Freshwater scarcity driven by population growth, industrialization, climate change, and contamination has accelerated adoption of membrane-based desalination, particularly reverse osmosis. A major challenge is membrane fouling, which reduces flux and selectivity and necessitates chemical cleaning with environmental and durability drawbacks. Smart, stimuli-responsive membranes have been explored to provide tunable permeability, selectivity, and antifouling behavior via triggers such as temperature, light, pH, and fields. This study proposes a fundamentally different approach by embedding thermosalient (TS) organic crystals into a polymer coating on porous supports to impart dynamic, thermally activated mechanical actuation. The research question is whether integrating TS crystals that undergo rapid, reversible mechanical response slightly above room temperature can enable self-cleaning (foulant removal) and enhance mass transfer in desalination while maintaining high salt rejection, thereby extending membrane operational lifetime. Using 1,2,4,5-tetrabromobenzene (TBB) crystals embedded in a crosslinked PVA hydrogel on PVDF supports, the work evaluates flux, antifouling behavior, and stability in osmotic distillation (OD) and direct contact membrane distillation (DCMD), and investigates the gating mechanism and surface/property changes underpinning performance.

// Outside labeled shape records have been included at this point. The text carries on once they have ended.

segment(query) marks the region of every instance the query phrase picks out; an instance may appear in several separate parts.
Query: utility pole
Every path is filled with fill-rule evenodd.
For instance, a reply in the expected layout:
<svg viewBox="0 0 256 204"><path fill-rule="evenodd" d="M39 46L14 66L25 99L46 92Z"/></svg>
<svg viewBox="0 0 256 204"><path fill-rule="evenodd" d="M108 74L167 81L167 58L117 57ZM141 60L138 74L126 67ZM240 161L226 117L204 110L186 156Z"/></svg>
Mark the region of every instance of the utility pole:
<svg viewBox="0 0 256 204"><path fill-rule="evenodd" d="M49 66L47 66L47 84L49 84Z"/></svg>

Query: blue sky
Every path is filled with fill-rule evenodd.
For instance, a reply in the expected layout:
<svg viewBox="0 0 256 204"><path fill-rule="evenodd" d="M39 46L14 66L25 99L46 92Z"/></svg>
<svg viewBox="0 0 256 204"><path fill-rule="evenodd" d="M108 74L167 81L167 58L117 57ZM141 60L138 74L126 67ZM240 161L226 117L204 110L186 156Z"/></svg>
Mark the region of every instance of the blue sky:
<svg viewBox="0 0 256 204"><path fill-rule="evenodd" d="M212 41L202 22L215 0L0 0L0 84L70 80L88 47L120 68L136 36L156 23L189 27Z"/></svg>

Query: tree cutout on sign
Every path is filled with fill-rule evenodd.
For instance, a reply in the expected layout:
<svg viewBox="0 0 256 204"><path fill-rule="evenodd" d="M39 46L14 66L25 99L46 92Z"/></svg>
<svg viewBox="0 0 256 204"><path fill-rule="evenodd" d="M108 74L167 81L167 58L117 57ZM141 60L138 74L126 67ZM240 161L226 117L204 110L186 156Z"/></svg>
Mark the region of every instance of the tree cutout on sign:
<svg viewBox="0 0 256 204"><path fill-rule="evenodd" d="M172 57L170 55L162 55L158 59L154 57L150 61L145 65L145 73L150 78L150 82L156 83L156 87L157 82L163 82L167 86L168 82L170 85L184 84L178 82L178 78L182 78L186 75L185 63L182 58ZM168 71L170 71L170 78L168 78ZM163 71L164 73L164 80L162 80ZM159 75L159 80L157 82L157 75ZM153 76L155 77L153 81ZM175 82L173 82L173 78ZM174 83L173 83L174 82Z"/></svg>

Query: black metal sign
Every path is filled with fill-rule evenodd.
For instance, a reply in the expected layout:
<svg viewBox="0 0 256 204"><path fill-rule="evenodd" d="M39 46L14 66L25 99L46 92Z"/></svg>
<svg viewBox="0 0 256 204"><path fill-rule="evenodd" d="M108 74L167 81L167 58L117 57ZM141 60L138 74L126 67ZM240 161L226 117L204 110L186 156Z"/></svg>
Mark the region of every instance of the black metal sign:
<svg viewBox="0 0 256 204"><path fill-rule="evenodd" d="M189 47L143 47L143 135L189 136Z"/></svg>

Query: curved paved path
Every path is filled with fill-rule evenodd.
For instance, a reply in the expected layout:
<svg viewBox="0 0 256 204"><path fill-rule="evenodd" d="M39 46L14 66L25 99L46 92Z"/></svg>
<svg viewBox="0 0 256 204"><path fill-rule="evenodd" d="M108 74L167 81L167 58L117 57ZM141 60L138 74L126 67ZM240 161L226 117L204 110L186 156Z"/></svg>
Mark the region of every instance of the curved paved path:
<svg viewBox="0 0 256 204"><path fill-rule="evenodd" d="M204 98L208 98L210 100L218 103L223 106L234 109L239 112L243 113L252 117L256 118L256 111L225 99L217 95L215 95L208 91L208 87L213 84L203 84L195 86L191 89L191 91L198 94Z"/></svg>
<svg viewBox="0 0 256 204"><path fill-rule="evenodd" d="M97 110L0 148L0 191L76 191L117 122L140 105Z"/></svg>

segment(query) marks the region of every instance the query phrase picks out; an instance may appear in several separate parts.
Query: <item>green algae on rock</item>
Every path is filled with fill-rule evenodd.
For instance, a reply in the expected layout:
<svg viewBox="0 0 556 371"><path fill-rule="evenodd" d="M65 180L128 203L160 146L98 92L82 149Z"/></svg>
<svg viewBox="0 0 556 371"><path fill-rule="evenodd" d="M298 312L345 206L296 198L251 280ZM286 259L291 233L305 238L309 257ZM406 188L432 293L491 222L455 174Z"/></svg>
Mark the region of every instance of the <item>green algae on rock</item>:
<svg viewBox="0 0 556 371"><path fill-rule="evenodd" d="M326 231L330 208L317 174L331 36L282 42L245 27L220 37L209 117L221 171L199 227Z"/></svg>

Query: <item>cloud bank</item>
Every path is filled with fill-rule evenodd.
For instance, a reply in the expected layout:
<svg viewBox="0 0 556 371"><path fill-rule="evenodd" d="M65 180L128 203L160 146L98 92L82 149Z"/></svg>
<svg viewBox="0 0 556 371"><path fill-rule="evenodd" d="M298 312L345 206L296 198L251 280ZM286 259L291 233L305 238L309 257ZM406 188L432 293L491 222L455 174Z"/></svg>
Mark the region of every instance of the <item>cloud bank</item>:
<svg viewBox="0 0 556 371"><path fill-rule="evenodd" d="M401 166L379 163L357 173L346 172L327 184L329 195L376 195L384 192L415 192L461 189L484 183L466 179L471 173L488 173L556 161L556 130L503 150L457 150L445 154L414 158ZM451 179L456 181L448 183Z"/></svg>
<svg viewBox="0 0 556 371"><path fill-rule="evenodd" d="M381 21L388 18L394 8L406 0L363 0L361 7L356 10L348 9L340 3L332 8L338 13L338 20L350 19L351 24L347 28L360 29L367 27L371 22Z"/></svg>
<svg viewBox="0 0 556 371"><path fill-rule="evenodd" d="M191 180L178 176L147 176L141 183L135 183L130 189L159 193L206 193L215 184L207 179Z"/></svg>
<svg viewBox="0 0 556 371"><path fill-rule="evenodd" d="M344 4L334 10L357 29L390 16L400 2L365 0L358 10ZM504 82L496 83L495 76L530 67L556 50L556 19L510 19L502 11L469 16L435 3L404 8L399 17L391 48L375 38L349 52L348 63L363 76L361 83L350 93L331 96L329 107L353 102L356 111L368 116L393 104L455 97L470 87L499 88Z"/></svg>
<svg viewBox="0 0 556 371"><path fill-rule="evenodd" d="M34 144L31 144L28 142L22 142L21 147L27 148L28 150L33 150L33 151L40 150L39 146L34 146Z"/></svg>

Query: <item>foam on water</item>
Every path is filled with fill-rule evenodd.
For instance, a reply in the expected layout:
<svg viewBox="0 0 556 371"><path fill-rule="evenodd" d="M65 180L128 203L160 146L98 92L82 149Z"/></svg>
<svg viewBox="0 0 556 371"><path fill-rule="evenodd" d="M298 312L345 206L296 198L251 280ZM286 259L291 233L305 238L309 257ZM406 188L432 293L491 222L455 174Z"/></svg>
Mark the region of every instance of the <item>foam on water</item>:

Prior work on smart gating membranes drew inspiration from biological ion channels and has demonstrated self-modulation of pore size/surface properties via temperature, light, pH, magnetic/electric fields, and specific ions/molecules. Hybrid gating membranes have been realized by coupling stimuli-responsive materials with porous supports or via surface functionalization. Hydrogels, in particular, enable switchable membranes with high permeation and ion rejection and have been explored for thermal cleaning and antifouling via microgels (e.g., PNIPAM-based systems). Thermosalient crystals represent a distinct class of dynamic crystalline materials that convert heat to mechanical work on millisecond scales via martensitic phase transitions, with applications in actuation, fuses, and thermal sensors. Stabilizing these crystals within soft matrices (hydrogels/polymers) enables cyclic operation. However, to date there have been no reports of membranes leveraging the TS effect for self-cleaning and flux enhancement. This work situates TS-crystal-embedded membranes within this context, comparing to thermoresponsive microgel membranes while highlighting the unique mechanical actuation-driven gating and antifouling behavior observed here.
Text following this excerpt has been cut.